Alejandra  y el padre de Paula habían emprendido las vacaciones de su vida dos semanas antes y ella había evitado contarles la gravedad de su lesión para que no retrasaran el viaje.  Tampoco les había contado cuál había sido el motivo que había provocado la caída con la que se había lesionado. ¿Qué habría ganado contándoles que había pillado a Marcos, el hombre con el que vivía, trabajaba y creía que amaba, con Natalia, una nueva bailarina, en la cama?  Conociendo a su padre, habría querido matar al hombre con el que su hija había estado viviendo dos años.  Tampoco le había contado a su madre que la caída que había provocado que tuviera que llevar una férula en la rodilla durante tres semanas, que no pudiera realizar la gira de verano y que se había cargado su reputación en NEBT, había ocurrido tras descubrir el incidente. Por supuesto, había omitido también el hecho de que desde entonces se había quedado en casa de su amiga Isabella, que era la encargada de vestuario de la compañía. Sacó una taza limpia y se sirvió otro café. ¿Se sentía culpable por ocultar esos detalles a sus padres? Sí. ¿Tenía algún sentido que se lo contara? No. Ellos habrían insistido en cancelar el viaje de seis semanas por Europa que tenían planeado desde hacía años. Miguel Chaves no solía alejarse del rancho con el que se ganaba la vida y no quería arruinarles el viaje.

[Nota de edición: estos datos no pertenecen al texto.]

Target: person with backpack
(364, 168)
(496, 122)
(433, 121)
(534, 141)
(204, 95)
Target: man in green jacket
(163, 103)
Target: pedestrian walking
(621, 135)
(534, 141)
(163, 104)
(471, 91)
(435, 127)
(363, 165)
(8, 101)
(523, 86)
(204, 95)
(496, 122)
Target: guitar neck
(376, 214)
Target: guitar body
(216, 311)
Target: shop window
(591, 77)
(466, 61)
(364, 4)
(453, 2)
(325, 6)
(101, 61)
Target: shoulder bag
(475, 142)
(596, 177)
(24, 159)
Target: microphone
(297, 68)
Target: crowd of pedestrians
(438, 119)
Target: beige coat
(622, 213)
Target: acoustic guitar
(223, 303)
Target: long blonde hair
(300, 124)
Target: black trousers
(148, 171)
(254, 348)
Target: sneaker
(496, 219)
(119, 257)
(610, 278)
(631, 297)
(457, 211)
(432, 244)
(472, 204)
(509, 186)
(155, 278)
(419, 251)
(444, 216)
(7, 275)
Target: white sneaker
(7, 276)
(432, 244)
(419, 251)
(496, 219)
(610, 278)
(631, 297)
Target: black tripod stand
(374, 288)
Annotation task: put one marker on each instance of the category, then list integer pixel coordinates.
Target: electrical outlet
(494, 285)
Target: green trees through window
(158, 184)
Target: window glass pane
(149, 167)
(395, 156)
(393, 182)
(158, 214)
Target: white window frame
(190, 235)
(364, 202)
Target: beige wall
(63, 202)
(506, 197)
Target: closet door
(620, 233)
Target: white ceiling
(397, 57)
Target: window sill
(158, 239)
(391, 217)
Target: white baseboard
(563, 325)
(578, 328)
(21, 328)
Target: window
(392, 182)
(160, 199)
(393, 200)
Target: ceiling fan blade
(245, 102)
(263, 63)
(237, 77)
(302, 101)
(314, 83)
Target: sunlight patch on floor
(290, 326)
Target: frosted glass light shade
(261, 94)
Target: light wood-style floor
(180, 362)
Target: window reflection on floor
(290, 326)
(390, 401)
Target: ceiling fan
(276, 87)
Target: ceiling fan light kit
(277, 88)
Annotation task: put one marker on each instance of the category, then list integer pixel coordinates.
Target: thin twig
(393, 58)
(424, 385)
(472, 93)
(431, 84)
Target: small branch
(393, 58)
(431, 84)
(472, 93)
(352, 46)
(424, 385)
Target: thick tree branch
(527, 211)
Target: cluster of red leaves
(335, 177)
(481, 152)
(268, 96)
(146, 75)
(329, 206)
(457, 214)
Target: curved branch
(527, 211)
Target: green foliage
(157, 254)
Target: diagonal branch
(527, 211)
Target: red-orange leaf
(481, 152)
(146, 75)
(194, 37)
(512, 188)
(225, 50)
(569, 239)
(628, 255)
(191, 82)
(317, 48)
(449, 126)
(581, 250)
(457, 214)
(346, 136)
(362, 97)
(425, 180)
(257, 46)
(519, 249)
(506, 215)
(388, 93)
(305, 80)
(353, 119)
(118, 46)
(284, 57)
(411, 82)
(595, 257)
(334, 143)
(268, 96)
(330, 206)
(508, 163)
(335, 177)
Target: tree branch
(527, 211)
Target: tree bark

—Mi rodilla va muy bien —le dijo a su hermano—. Pero me apetecía venir a casa —lo miró—. Sabes a qué me refiero, por eso pasas aquí todas tus vacaciones de verano. Puesto que no estoy trabajando, ¿Por qué no iba a complacer mis deseos?

—Supongo. ¿Has hablado con alguien desde que llegaste?

Ella negó con la cabeza.

 —Más tarde llamaré a Celina y al resto —Celina Taggart era una de sus primas y vivía en Weaver.

—Si no te llaman a ti primero —dijo Gonzalo, porque eso era lo que sucedería cuando se corriera la voz de que había regresado a casa. Miró por la ventana y añadió—: Parece que Pedro va a terminar la estructura hoy.

Ella no sabía a qué se refería, pero asintió.

—Parece simpático.

—Al menos trabaja bien —Gonzalo abrió de nuevo la nevera y curioseó su contenido—. Solía trabajar en Denver como arquitecto.

Sorprendida, ella miró de nuevo por la ventana.

—No recuerdo que ningún arquitecto haya montado nunca un estudio en Weaver. ¿Tiene ganado en su rancho?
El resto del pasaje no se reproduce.